I have an R function that loads, processes, and saves many files. Here is a dummy version:
load_process_saveFiles <- function(onlyFiles = c()){
allFiles <- paste(LETTERS, '.csv', sep = '')
# If desired, only include certain files
if(length(onlyFiles) > 0){
allFiles <- allFiles[allFiles %in% onlyFiles]
}
for(file in allFiles){
# load file
rawFile <- file
# Run a super long function
processedFile <- rawFile
# Save file
# write.csv(processedFile, paste('./Other/Path/', file, sep = ''), row.names = FALSE)
cat('\nDone with file ', file, sep = '')
}
}
It has to run through about 30 files, and each one takes about 3 minutes. It can be very time consuming to loop through the entire thing. What I'd like to do is run each one separately at the same time so that it would take 3 minutes all together instead of 3 x 30 = 90 minutes.
I know I can achieve this by creating a bunch of RStudio sessions or many terminal tabs, but I can't handle having that many sessions or tabs open at once.
Ideally, I'd like to have all of the files with separate functions listed in one batchRun.R
file which I can run from the terminal:
source('./PathToFunction/load_process_saveFiles.R')
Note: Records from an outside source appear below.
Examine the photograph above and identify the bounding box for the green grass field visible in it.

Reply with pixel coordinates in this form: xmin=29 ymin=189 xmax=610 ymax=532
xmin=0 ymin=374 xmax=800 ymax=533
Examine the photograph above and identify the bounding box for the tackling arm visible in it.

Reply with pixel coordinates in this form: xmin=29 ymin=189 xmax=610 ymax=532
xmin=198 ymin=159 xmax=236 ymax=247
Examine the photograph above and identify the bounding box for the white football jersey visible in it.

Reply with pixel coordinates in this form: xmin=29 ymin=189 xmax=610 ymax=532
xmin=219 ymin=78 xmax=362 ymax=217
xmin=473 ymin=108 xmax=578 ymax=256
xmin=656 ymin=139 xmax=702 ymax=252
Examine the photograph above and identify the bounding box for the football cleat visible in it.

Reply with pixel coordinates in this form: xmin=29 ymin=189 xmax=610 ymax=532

load_process_saveFiles(onlyFiles = 'A.csv')
load_process_saveFiles(onlyFiles = 'B.csv')
load_process_saveFiles(onlyFiles = 'C.csv')
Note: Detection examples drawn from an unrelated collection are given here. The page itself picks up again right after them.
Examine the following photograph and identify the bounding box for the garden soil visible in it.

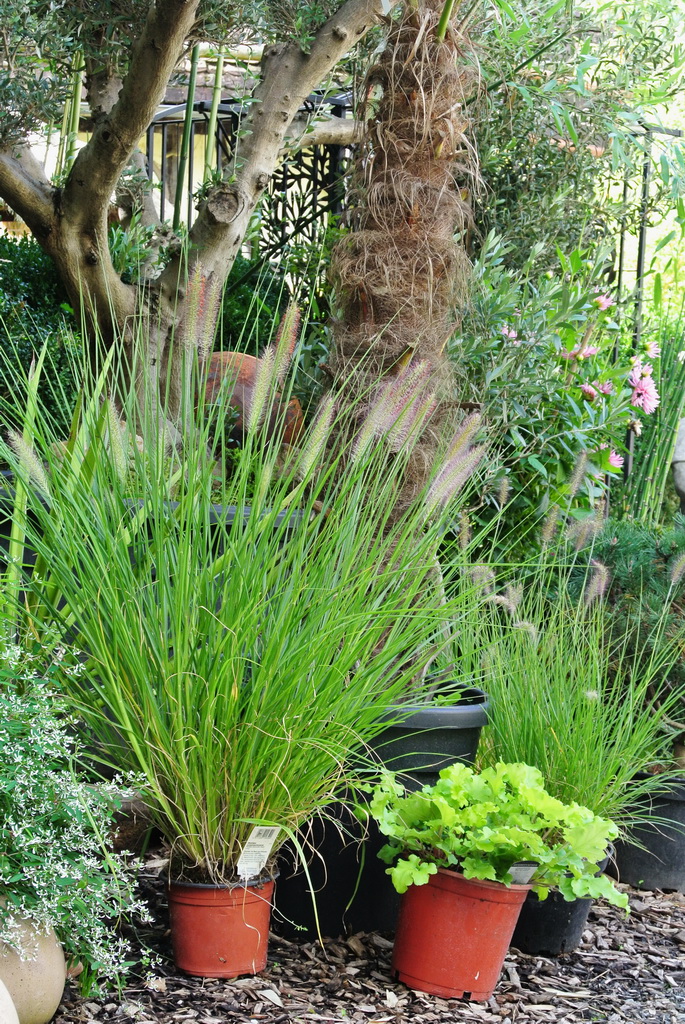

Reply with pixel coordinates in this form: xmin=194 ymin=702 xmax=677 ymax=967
xmin=53 ymin=858 xmax=685 ymax=1024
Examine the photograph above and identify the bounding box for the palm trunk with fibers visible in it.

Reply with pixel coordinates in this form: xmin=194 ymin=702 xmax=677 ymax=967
xmin=332 ymin=0 xmax=478 ymax=510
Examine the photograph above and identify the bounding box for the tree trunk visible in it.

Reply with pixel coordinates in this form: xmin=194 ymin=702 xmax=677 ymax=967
xmin=0 ymin=0 xmax=390 ymax=440
xmin=332 ymin=0 xmax=478 ymax=511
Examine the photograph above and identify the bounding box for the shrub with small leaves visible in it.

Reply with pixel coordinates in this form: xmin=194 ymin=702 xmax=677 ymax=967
xmin=0 ymin=646 xmax=144 ymax=993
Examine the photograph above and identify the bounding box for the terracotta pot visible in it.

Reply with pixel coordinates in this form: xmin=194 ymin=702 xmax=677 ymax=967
xmin=169 ymin=880 xmax=273 ymax=978
xmin=392 ymin=868 xmax=530 ymax=1000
load_process_saveFiles(onlyFiles = 'D.csv')
load_process_saveFiles(onlyFiles = 'E.csv')
load_process_saveFiles(onlyFiles = 'F.csv')
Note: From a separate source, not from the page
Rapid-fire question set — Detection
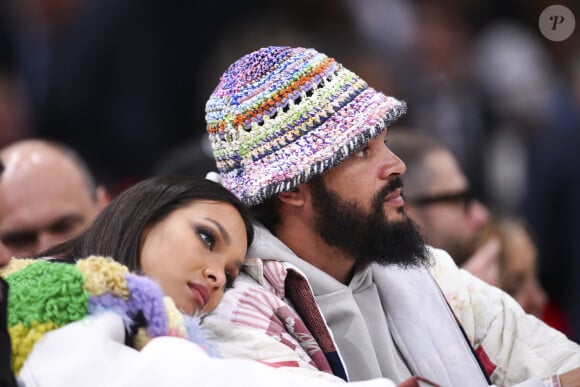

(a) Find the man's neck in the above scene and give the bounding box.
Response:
[276,222,354,285]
So then run $ RScript batchRun.R
from the terminal.
I've tried looking up different examples on SO trying to accomplish something similar, but each have some unique features and I just can't get it to work. Is what I'm trying to do possible? Thanks!
CodePudding user response:
Package parallel
gives you a number of options. One option is to parallelize the calls to load_process_saveFiles
and have the loop inside of the function run serially. Another option is to parallelize the loop and have the calls run serially. The best way to assess which approach is more suitable for your job is to time them both yourself.
Evaluating the calls to load_process_saveFiles
in parallel is relatively straightforward with mclapply
, the parallel version of the base function lapply
(see ?lapply
):
parallel::mclapply(x, load_process_saveFiles, mc.cores = 2L)
Here, x
is a list of values of the argument onlyFiles
, and mc.cores = 2L
indicates that you want to divide the calls among two R processes.
Evaluating the loop inside of load_process_saveFiles
in parallel would involve replacing the entire for
statement with something like
f <- function(file) {
cat("Processing file", file, "...")
x <- read(file)
y <- process(x)
write(y, file = file.path("path", "to", file))
cat(" done!\n")
}
parallel::mclapply(allFiles, f, ...)
and redefining load_process_saveFiles
to allow optional arguments:
load_process_saveFiles <- function(onlyFiles = character(0L), ...) {
## body
}
Then you could do, for example, load_process_saveFiles(onlyFiles, mc.cores = 2L)
.
I should point out that mclapply
is not supported on Windows. On Windows, you can use parLapply
instead, but there are some extra steps involved. These are described in the parallel
vignette, which can be opened from R with vignette("parallel", "parallel")
. The vignette acts as general introduction to parallelism in R, so it could be worth reading anyway.
CodePudding user response:
Parallel package is useful in this case. And if you are using Linux OS, I would recommend doMC package instead of parallel. This doMC package is useful even for looping over big data used in machine learning projects.